The IRESS delivery pipeline for the IPS product developed and implemented with Cevo’s assistance comprises a mix of cloud-native technologies from AWS:

  • AWS Elastic Container Service (ECS) clusters, with Windows EC2 worker nodes and Windows containers
  • AWS Step Functions, for orchestrating complex workflows around backup, upgrade, migrate, and rename of deployed IPS application instances
  • AWS Lambda, for implementing work required by the Step Functions and performing additional “glue” roles in the infrastructure
  • AWS Secrets Manager, for credential security and automated rotation
  • AWS Systems Manager, for Parameter Store, Documents (for automation), and Session Manager (for login access)
  • AWS RDS (hosting SQL server)
  • AWS S3 (for SQL server native backups, transferring data from on-premises, and hosting large configuration objects)
  • AWS CloudWatch Logs and AWS CloudWatch Metrics (for observability, monitoring, and alerting)
  • AWS CloudWatch Events (for triggering scheduled tasks and responding to API events in the environments)
  • AWS CloudFormation (for deploying Infrastructure as Code)
  • AWS Backup (for taking and keeping secure backups of the RDS Database instances)
  • VPCs with subnets and security groups (for network configuration and security)
  • Human and programmatic access control via IAM

and third-party technologies that were already in place at IRESS:
  • GitHub code repositories
  • BuildKite pipelines for build, test, and deploy
  • Artifactory, for hosting and security scanning deployable artifacts
  • Terraform for infrastructure as code orchestration

IRESS began hosting production workloads of the new pipeline and platform in August 2020.
Case Study_1

BENEFITS

IRESS had modelled the cost of migrating from multi-tenant applications on Windows servers on-premises, and anticipated an increased spend as a result of single-tenanting IPS on Windows EC2.
 
Cevo’s involvement has enabled IRESS to multi-tenant on EC2 through the use of Windows Containers, which has brought forward the avoidance of increased Windows licensing costs by at least 6 months, reducing the projected expenditure per customer instance by an order of magnitude.
 
Prior to the engagement, the IPS development and delivery practices operated on physical servers hosted on-premises.
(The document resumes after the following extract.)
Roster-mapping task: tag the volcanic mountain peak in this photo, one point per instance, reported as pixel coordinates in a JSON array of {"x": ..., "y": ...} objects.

Frequent human interactions were required, and the lead times to deliver a new customer instance were measured in weeks. Through the use of a DevOps workflow, from GitHub through BuildKite to Artifactory, and deployment of infrastructure components via an Infrastructure-as-Code approach through Terraform, provisioning times for new infrastructure has been reduced from in excess of 2 months to less than 1 hour (including human review and approval processes).
 
After three months of Cevo’s engagement into the technical and DevOps uplift effort, IRESS has put half a dozen software engineers through the process. A set of robust, repeatable pipelines driven by code deploy the application and its dependencies, and manage its configuration.
 
The time to provision an instance of the application has fallen from hours of intensive human-focussed work to less than 15 minutes with zero manual interaction beyond approval gates. Recovery times for application component failures have reduced from hours to seconds, thanks to the automated restart capability provided by ECS, and the time to perform standard operations on application instances, like renaming, copying, and upgrading, has been reduced from hours to minutes with minimal downtime.
 
Standard tasks such as patching and upgrading infrastructure have been fully automated – by replacing long-lived “pet” compute environments with disposable ECS worker nodes, and implementing automated scheduled builds of the application Docker images, Cevo ensured that the deployed workload will always be running in secure, patched and compliant environments.
 
Ultimately, IRESS will be able to serve their customers better by providing higher quality code, more rapidly; exploring options in a safer and more repeatable way; and reducing the turnaround time to provision user acceptance environments for key clients.